Sábado, nueve y media de la mañana. Laura tiene extendida sobre la mesa de la cocina la lista de cosas que hoy hay que hacer, Sergio se unta sin prisa la tercera tostada. Veinte minutos después cruza la cocina una frase que ambos se saben de memoria: "Tú solo sabes descansar cuando lo tienes todo tachado."
Esa discusión no va de la tostada ni de la lista. Va del ritmo, y el ritmo es una de las pocas cosas que en una persona siguen siendo parecidas desde la infancia hasta la jubilación. Por eso la misma escena se repite en la misma pareja doce años seguidos, solo que con otro decorado.
Qué aporta cada temperamento a la pareja
La división entre sanguíneo, colérico, flemático y melancólico tiene más de dos mil años y se apoyaba originalmente en la idea de los fluidos corporales. El contenido medible se lo dio Hans Eysenck, que en los años sesenta demostró que el viejo cuarteto encaja bastante bien en dos ejes: cuánto está una persona vuelta hacia fuera y con qué facilidad se desequilibra su estado emocional. De ahí el sanguíneo sale como extravertido estable, el colérico como extravertido inestable, el flemático como introvertido estable y el melancólico como introvertido inestable.
Para una relación de eso salen dos preguntas prácticas. ¿Con qué rapidez reacciona el otro cuando algo se estropea y cuánto le dura esa reacción? La mayoría de los malentendidos de pareja se pueden traducir a una de las dos.
Sanguíneo: necesita planes en común
Para él la relación vive de lo que viven juntos.

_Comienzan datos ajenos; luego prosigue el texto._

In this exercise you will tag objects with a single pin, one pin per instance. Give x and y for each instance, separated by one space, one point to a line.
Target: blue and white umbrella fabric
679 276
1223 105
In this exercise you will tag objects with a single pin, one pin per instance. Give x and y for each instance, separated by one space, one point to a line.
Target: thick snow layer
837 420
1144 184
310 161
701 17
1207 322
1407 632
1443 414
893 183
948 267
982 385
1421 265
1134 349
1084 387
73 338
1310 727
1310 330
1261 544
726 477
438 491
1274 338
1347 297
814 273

Planifica el fin de semana, trae a casa gente nueva y levanta el ánimo incluso después de un día pésimo. Cuando pasan dos meses sin que ocurra nada nuevo, empieza a inquietarse, y eso también en una relación a la que objetivamente no le falta nada.

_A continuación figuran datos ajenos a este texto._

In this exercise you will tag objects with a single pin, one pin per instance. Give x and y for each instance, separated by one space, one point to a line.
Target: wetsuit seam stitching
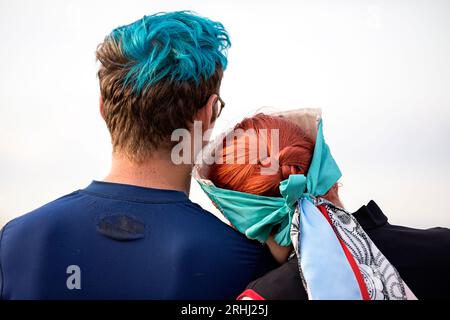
95 194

Las conversaciones serias suelen tener con él una vida corta. Las lleva a un tema más ligero antes de que empiecen a doler, así que la otra parte tiene a veces la sensación de no llegar del todo a él. Además, una promesa hecha con entusiasmo puede no llegar viva a la semana siguiente.
Colérico: la discusión como método
Nombra el problema en voz alta y de inmediato. No le interesa ganarle a su pareja, le interesa que el asunto quede resuelto esta noche; una cuestión sin cerrar le quema más que un intercambio duro de opiniones.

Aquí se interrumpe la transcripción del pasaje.